Daily Israel Report

Protester: Time to Adopt Biblical Social Principles

Arutz Sheva met with “the philosopher of the revolution.” See and hear what he has to say about the solution to the housing crisis.
By Elad Benari & Yoni Kempinski
First Publish: 8/16/2011, 5:12 AM

Arutz Sheva met on Monday with one of the organizers of the social housing protest in Israel.

Amit Adler, who brands himself as “the philosopher of the revolution,” had some criticism of some of the organizers of the protest as well as of the academics who are helping them.

“We are happy to listen to all the professors and the academics, but we might need to bring fresh and new ideas from outside academia,” Adler said.

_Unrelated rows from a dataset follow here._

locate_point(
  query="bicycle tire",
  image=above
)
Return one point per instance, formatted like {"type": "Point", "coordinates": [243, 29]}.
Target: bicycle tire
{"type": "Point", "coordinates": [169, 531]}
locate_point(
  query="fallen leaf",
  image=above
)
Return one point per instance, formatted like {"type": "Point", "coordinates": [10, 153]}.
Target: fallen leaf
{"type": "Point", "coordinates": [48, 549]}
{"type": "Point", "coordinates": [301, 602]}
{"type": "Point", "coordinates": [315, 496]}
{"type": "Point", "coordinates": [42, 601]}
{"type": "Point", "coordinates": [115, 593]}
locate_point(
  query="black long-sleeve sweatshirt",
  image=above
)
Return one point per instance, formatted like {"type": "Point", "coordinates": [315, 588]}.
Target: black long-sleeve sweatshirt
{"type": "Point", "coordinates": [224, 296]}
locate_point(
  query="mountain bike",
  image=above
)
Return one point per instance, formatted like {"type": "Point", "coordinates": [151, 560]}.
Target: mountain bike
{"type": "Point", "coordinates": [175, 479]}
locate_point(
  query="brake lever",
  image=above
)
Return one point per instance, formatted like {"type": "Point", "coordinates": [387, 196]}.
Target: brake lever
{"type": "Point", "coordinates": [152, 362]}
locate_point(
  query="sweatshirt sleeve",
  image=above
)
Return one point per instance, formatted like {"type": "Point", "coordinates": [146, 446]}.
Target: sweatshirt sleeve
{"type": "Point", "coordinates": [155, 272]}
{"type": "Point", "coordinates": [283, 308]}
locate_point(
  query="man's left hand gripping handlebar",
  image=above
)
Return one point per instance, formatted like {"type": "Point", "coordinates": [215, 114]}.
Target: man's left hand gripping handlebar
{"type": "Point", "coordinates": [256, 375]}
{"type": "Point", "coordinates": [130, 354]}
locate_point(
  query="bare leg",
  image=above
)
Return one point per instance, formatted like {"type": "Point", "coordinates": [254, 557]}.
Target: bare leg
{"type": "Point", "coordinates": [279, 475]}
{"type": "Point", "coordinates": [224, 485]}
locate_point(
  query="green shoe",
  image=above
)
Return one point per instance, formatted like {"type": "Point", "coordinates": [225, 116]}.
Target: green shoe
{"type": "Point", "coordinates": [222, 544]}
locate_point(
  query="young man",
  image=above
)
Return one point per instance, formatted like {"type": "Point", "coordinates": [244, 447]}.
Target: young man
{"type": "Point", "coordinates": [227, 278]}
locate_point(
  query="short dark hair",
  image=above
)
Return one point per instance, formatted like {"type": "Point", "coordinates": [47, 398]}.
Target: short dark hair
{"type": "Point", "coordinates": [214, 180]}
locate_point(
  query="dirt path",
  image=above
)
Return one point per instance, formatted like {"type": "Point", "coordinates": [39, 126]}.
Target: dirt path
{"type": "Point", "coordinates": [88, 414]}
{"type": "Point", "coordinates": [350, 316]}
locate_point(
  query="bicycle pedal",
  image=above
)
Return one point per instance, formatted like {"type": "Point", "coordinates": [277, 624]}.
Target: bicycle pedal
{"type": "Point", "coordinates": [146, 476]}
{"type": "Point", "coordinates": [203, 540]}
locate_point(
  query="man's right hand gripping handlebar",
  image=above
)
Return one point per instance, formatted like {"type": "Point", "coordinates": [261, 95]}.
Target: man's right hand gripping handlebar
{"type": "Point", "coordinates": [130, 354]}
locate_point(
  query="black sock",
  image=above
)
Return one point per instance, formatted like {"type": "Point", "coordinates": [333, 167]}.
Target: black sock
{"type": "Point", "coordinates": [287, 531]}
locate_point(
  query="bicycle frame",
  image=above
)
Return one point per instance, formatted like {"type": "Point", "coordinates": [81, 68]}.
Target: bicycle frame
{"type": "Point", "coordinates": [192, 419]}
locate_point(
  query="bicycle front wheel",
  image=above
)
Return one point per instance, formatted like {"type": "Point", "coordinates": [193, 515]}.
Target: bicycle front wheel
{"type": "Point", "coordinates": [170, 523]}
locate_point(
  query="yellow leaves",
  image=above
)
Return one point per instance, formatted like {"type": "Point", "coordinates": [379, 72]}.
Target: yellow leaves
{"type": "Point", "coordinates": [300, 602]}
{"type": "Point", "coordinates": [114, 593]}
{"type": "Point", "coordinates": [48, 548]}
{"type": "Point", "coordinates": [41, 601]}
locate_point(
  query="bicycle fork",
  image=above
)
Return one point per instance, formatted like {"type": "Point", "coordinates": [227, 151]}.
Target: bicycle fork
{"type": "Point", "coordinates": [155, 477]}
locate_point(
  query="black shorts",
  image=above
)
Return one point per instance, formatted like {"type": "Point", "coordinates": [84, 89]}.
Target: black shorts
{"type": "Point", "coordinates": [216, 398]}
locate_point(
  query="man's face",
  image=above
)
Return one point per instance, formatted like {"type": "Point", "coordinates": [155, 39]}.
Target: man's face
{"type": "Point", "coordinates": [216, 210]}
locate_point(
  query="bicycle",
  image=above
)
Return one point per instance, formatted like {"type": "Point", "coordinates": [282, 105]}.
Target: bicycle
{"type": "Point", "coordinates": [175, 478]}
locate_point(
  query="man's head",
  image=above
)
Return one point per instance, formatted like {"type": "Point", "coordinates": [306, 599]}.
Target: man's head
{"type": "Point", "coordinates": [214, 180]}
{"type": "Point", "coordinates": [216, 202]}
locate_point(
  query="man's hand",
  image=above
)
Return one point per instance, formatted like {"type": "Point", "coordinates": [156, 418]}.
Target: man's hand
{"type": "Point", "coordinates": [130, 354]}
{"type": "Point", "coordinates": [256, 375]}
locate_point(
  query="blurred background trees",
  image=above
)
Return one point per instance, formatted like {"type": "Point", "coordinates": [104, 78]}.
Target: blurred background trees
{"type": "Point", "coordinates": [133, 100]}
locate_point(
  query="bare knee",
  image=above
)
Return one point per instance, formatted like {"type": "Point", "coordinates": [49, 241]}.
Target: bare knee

“We need to think about the numbers, but we first need to think about the people,” he added, referring to the academics’ comments regarding finding practical solutions. “It would be done by giving people the things they truly need, like the right to obtain housing, the right to freedom, and the right to live in freedom and have a good education for everybody.”

Adler admitted that some of the organizers of the protest wish to topple the Netanyahu government.

He did not elaborate on what the right of freedom could mean in Israel's democratic society, where protestors can spend days in tents, demonstrate in front of government offices, and there are equal rights for all citizens who can live, work, worship and express themselves as they wish.

“We have a few parties within us and some people are leftist and are against the government,” he said. “Personally, as a philosopher of the revolution, I’m not against the government. I’m against the system. I want to change it and build a better society for everyone.”

He called the protests “a revolution of love” and referred to the biblical verse in the book of Vayikra (Leviticus), “Love your neighbor as yourself.”

“We want to bring back the basic values that Israel is supposed to have and is supposed to give to the entire world,” said Adler. 

He scored a Talmudic point. Rabbi Akiva, the second century Tannaic genius who was murdered by the Romans,  is quoted in the Talmud as having said that the verse  quoted is a basic rule of the entire Torah.